August 2nd is the day.
Ive almost called to cancel several times in the past week...but I know Im at the point that I cant put this off any longer. To say I'm a bit nervous is a total under statement. I dont even know if I'm making the right decision, although my Doctor assures me this is for the best.
I received confirmation in the mail today that our insurance has authorized my Hysterectomy along with up to 5 days Inpatient. Great. Now this is really gonna happen I guess. All I keep thinking is....
What is this surgery (with removal of both ovaries) going to do to my "well mannered" Diabetes? Losing "control" of my Diabetes is my biggest fear in this entire world (besides losing control of Maddison's) which is mainly the reason I have delayed this surgical decision for the past 5 months.
A Hysterectomy is hard enough without Diabetes.
A Hysterectomy is hard enough without high blood sugars.
A Hysterectomy is hard enough without low blood sugars.
What happens when your female insides are all yanked from the body? I'm guessing I will be a hormonal mess for awhile. I still have no idea what I want/should do with HRT. Does this Hysterectomy mean I will surely ride the D rollecoaster? Am I inflicting craziness upon myself? Sheesh. My "normal" hormonal mess is bad enough....but a D mess on top of that? I'm not sure I'm prepared for this....
But, I have to remind myself why I cant put this off any longer.

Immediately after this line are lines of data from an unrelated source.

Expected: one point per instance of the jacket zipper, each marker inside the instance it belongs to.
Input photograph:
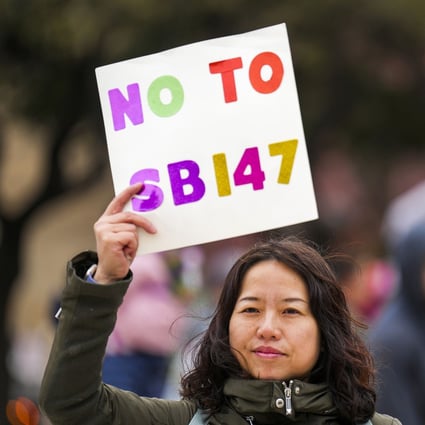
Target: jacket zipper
(250, 419)
(288, 397)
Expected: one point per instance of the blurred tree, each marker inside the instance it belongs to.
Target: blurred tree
(359, 66)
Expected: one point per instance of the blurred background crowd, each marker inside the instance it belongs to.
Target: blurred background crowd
(360, 70)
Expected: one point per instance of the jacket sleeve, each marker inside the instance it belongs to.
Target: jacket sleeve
(72, 391)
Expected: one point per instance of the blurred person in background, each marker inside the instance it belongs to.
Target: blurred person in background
(397, 340)
(147, 331)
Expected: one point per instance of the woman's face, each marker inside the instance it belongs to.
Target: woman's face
(272, 331)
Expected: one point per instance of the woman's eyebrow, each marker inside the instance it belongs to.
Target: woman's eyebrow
(286, 300)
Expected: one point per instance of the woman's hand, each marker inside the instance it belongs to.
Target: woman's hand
(117, 237)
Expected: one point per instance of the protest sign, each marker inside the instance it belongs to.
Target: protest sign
(214, 130)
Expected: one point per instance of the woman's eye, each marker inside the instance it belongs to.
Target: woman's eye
(290, 311)
(250, 310)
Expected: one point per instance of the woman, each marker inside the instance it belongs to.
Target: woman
(281, 347)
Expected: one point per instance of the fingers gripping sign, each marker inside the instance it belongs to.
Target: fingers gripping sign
(116, 233)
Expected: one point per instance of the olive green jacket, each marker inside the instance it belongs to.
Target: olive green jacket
(72, 392)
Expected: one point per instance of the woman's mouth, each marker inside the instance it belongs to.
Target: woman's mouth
(268, 352)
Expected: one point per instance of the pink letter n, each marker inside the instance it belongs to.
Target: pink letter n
(120, 106)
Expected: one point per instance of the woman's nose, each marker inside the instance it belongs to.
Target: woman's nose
(269, 327)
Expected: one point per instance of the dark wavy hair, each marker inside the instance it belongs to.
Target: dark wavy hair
(345, 364)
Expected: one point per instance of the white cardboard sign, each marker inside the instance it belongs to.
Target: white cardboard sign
(214, 131)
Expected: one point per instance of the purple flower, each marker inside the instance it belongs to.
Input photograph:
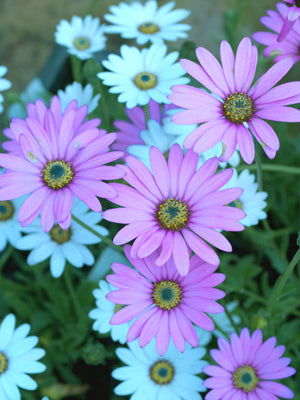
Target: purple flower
(55, 156)
(247, 368)
(165, 303)
(175, 207)
(287, 47)
(234, 106)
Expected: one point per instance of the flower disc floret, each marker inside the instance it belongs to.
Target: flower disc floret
(81, 43)
(57, 174)
(3, 363)
(6, 210)
(148, 27)
(145, 80)
(245, 378)
(238, 108)
(60, 235)
(162, 372)
(172, 214)
(166, 294)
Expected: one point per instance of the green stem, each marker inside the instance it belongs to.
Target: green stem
(72, 293)
(5, 256)
(283, 279)
(272, 168)
(76, 65)
(103, 238)
(259, 173)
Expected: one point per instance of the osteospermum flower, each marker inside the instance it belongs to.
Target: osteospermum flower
(104, 311)
(142, 75)
(148, 376)
(251, 201)
(247, 368)
(63, 245)
(54, 157)
(145, 22)
(84, 96)
(4, 84)
(234, 107)
(165, 302)
(82, 37)
(18, 357)
(287, 47)
(10, 228)
(174, 208)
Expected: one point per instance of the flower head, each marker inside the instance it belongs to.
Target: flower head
(234, 109)
(84, 96)
(175, 207)
(82, 37)
(142, 75)
(149, 376)
(61, 245)
(18, 357)
(247, 368)
(287, 47)
(54, 156)
(165, 302)
(146, 22)
(104, 312)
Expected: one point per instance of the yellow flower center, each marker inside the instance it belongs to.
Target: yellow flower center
(245, 378)
(166, 294)
(172, 214)
(148, 27)
(60, 235)
(57, 174)
(162, 372)
(6, 210)
(238, 108)
(145, 80)
(82, 43)
(3, 363)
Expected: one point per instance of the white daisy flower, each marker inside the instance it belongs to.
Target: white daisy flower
(4, 84)
(251, 201)
(142, 75)
(63, 245)
(84, 96)
(18, 357)
(34, 90)
(10, 227)
(82, 37)
(104, 311)
(145, 22)
(149, 376)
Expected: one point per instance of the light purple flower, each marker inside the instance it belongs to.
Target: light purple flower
(165, 303)
(234, 106)
(247, 368)
(175, 207)
(287, 47)
(54, 157)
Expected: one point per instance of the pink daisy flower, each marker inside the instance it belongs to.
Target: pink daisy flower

Im anemic. I've had two ruptured cysts in 5 months that nearly sent me to the ER in excruciating pain. I have back pain that travels down both legs. Almost every day. Pelvic pain. Every day. I have totally random bloating that leaves my normally flat stomache looking like I'm 7 months pregnant. My Endometriosis is getting worse, not better. Even 3 surgeries and 15 years later. Whatever has taken residence in my Uterus isnt going to just disappear, and my poor enlarged ovaries (CA-125 was negative) both have Endometriomas that I can literally FEEL twitching and growing some days. OUCH. Gross, I know. The list continues....but I will spare the details.
So August 2nd it will be. PERIOD. I'm NOT rescheduling, no matter how much I freak out about the expense, missing work, or my Diabetes. Its time to take care of me. Again. I just realized this is starting to be a sucky pattern each August. Last year at this time I had half my Thyroid removed, and the year before that I had two breast masses removed. GEEZ. It seems my body likes to produce masses that cause some initial drama, and then it always ends up being nada. I'm tired of surgeries. Maybe removing my ovaries is the answer? I sure hope so.
So....can I just throw up now? Lets get this over with.
The day after my surgery the dear Husband is going to have to attend my appointment to register Hannah for her new High School. Did I mention school starts
August 15th? Am I freakin crazy!!?? I keep telling myself I need to reschedule this surgery....I cant possibly get the school year off to a smooth start with 2 kids in 2 new schools while being a hormonal (and possible blood sugar mess!!) Back to school is VERY stressful with Diabetes....and Maddison is attending a NEW school this year with new teachers, all new kids, a new school nurse, with a new IEP!! OH MAN. School shopping, IEP meetings, meet the teacher, educate the staff, sit in education with the school nurse....
This surgery isnt the best timing. But it has to work. It just has to. No more delaying what needs to be done. No more pretending. August 2nd it is.